Frana Montaguto, Trenitalia: “Danni per 620mila euro a settimana”

18 marzo 2010

Montaguto – Sette ore per andare dalla Puglia a Roma usando il treno. E’ soltanto una delle conseguenze più vistose causate dalla frana che ha invaso i binari della Foggia-Benevento a Montaguto e che di fatto ha tagliato in due i collegamenti su ferro da e per la Puglia.
La situazione è diventata irreparabile nel giro di pochi giorni, tanto che le Ferrovie hanno smontato binari e traversine per facilitare il trasporto dei detriti più a valle, in un area di 2mila metri individuata dalla Protezione Civile ed adibita a stoccaggio dei detriti.
Decine e decine sono state le lamentele inoltrate a Trenitalia da parte dei passeggeri infuriati anche perché Rfi, sulle sue pagine web, non aveva indicato la presenza di un servizio sostitutivo né di rimborsi parziali e completi a causa del disservizio.

Almeno fino a ieri. “Resterà interrotta ancora per settimane la circolazione lungo la linea ferroviaria Benevento e Foggia, a causa dell’imponente movimento franoso verificatosi nella zona di Montaguto e proveniente da un’area non di pertinenza di Ferrovie dello Stato – si legge oggi in una nota delle Ferrovie – La prima stima effettuata dai tecnici e dal Commissario Prefettizio troverà una più puntuale definizione domani, nel corso dell’incontro fissato a Roma, presso la sede della Protezione Civile, dove saranno messe a punto ulteriori misure per affrontare l’emergenza causata dalla frana. Intanto, per garantire la mobilità – prosegue la nota – le Ferrovie dello Stato hanno attivato servizi sostitutivi con autobus tra Benevento e Foggia, con un aumento dei tempi di viaggio compresi tra i 60 e i 90 minuti. I treni in servizio notturno sono sostituiti con autobus tra Roma e Bari e viceversa. Per i clienti che rinunciano al viaggio è previsto il rimborso integrale del biglietto. Per tutte le informazioni è attivo il numero verde gratuito 800.892021”.

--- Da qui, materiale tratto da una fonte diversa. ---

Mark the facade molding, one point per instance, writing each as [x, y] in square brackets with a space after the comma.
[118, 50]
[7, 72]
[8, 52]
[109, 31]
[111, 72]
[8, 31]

“La situazione in atto ha già comportato per Trenitalia, in una settimana, un danno economico quantificabile in oltre 620mila euro. Tale è la stima settimanale dei diminuiti introiti procurati dall’interruzione e dei maggiori costi prodotti dalla straordinaria gestione del personale e dei mezzi, dall’utilizzo dei servizi sostitutivi, dall’assistenza e dall’attivazione del numero verde. Il Gruppo Fs – conclude la nota – è impegnato a contenere il più possibile gli inevitabili disagi per chi viaggia e a comunicare ogni provvedimento adottato a tale fine, anche in considerazione dell’intensa mobilità attesa per le prossime elezioni e le imminenti festività pasquali”.